Passionnant, réjouissant, impressionnant, effrayant article du Monde dans l'édition datée d'aujourd'hui. Je le reproduis ci-après sans autres commentaires que des images de films de John Carpenter, dont la perception, depuis Assault on Precinct 13 (1978), de la dialectique entre violence tribale des dominés et violence politico-policière des dominants, me semble passablement adaptée aux descriptions contenues dans cet article. J'apporte ensuite quelques précisions et un complément historique.
"Ça sent le gaz lacrymogène, le plastique brûlé et la rage. Celle d'une centaine de garçons bien organisés, qui disent vouloir "buter" le moindre "Schtroumpf" – le moindre policier. Lundi 26 novembre, entre 19 h 30 et 22 h 45, cinq rues de la ZAC et du Puy, à Villiers-le-Bel, dans le Val-d'Oise, là où, la veille, deux jeunes garçons de 16 et 15 ans, Larami et Mouhsin, sont morts dans le choc de leur mini-moto contre une voiture de police, ont rejoué des scènes d'une extrême violence.
Restés invisibles tout l'après-midi, les policiers se sont postés en masse, en fin de journée, devant la gare du RER D, après l'incendie d'un camion poubelle. A peine les premiers lampadaires allumés, les jeunes attaquent avec des pavés, des feux d'artifice et des pétards "mammouth" – les plus gros.
Dès qu'un policier est touché, les garçons fêtent ça, les bras levés au ciel. Même cri de victoire quand ils reculent. Ils se hissent sur les toits des voitures, ils se prennent en photo avec les téléphones portables.
"Attraper un flic", un "keuf", un "porc" : pendant trois heures, une poignée de meneurs répètent ces mots d'ordre : "Restons groupés!", "Solidaires, les gars !". Et les émeutiers, disciplinés, suivent les consignes.
Les "petits" – certains n'ont même pas 10 ans – jouent les éclaireurs. Ils débusquent les policiers et jettent des cocktails Molotov ; les plus grands veillent à ce que la voie soit libre.
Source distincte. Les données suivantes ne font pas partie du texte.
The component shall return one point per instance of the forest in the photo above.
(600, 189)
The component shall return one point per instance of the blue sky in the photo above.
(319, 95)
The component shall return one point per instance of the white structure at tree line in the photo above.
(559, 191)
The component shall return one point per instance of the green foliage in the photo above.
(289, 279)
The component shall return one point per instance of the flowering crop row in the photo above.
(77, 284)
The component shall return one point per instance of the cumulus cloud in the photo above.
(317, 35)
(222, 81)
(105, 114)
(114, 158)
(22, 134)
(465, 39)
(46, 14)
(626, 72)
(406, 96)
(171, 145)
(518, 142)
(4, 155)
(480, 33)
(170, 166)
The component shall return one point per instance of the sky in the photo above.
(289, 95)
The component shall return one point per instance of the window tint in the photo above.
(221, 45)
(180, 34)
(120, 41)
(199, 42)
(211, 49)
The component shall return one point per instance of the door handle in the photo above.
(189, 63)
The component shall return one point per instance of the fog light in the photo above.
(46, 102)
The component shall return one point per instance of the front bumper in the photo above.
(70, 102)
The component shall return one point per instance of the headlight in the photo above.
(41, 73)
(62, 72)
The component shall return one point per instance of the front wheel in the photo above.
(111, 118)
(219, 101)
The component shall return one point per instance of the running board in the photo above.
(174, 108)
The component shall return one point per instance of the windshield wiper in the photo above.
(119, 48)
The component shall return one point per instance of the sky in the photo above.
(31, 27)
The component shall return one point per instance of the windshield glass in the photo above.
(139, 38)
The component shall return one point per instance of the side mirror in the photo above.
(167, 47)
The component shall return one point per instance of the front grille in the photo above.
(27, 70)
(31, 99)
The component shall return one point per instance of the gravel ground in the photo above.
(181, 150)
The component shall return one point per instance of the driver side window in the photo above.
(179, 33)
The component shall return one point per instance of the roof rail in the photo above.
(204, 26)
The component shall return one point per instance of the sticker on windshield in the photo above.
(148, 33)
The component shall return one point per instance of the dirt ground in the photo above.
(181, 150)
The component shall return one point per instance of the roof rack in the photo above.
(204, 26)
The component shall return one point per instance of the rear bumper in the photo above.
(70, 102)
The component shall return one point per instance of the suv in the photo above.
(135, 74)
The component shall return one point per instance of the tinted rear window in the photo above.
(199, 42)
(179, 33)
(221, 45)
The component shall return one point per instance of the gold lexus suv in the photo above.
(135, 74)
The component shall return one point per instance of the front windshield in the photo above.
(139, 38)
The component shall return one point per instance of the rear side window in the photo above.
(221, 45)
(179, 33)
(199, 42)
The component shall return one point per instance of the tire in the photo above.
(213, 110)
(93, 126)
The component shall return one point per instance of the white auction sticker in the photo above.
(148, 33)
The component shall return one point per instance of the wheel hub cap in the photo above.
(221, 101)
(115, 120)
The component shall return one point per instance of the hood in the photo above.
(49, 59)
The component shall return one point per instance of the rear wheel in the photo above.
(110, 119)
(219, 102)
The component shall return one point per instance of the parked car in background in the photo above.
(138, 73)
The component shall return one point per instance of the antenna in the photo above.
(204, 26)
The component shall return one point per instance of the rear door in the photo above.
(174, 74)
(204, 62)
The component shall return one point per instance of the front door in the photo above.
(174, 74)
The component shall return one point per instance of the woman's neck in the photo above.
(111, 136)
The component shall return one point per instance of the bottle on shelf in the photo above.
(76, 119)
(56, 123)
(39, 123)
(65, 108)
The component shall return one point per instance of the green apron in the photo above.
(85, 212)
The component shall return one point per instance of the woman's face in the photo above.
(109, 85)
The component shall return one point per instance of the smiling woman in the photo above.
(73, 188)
Pour enflammer voitures et magasins, ils se ravitaillent aux réservoirs de trois voitures du "95", où sont remplis les jerricans puis les bouteilles de verre. Un gaillard en survêtement noir, talkie-walkie branché sur une fréquence de la police, guide l'équipe.
La troupe sait qu'il ne sert à rien d'attaquer la mairie : elle a fermé ses portes. Le conseil de crise des élus se tient ailleurs, dans un lieu tenu secret.
"Anelka !". Ils se donnent des surnoms de footballeurs, d'animaux ("chameau") ou de héros de télé ("Frelon", alias Bruce Lee). Ils cachent aussi leurs visages. Echarpes haut sur le nez, capuches, et même, pour certains, tenues de CRS, avec matraque et bouclier. Un ami, caméra numérique montée sur pied, filme chaque pavé lancé, dans chaque voiture brûlée. Quand certains s'y croient et s'attardent trop devant l'objectif, les meneurs sermonnent : "Oh les gars, c'est pas du cinéma, c'est la guerre !"
"Allez les frères!", encourage-t-on sur le trottoir, où les anciens, médusés de tant de violence, sont descendus regarder le spectacle, tandis que d'autres tentent de sauver leur voiture. Certaines femmes jettent de l'eau du balcon de leur HLM pour soulager les yeux rougis de leurs "fils". Quand la police charge, certains étages n'hésitent pas à la "caillasser".
Au sol, toute arme est bonne à prendre : des multiprises, une épée, un fusil à pompe… Mais la plupart se battent avec des bâtons en bois ou des barres de fer chipées dans les chantiers. On s'approvisionne en bouteilles dans les silos de recyclage du verre. Panneaux d'affichage électoral ou de signalisation, poteaux, arbres servent d'arme ou de bouclier. Des coins entiers se retrouvent dans le noir, comme l'avenue du 8-mai-1945. Parfois, un coup de pied dans les lampadaires crée un court-circuit.
Tas de pierres et de poubelles bloquent certaines routes, comme des check-points de fortune. "La guerre, c'est ça mon pote. C'est faire tourner en rond l'ennemi", lance un meneur, s'improvisant général.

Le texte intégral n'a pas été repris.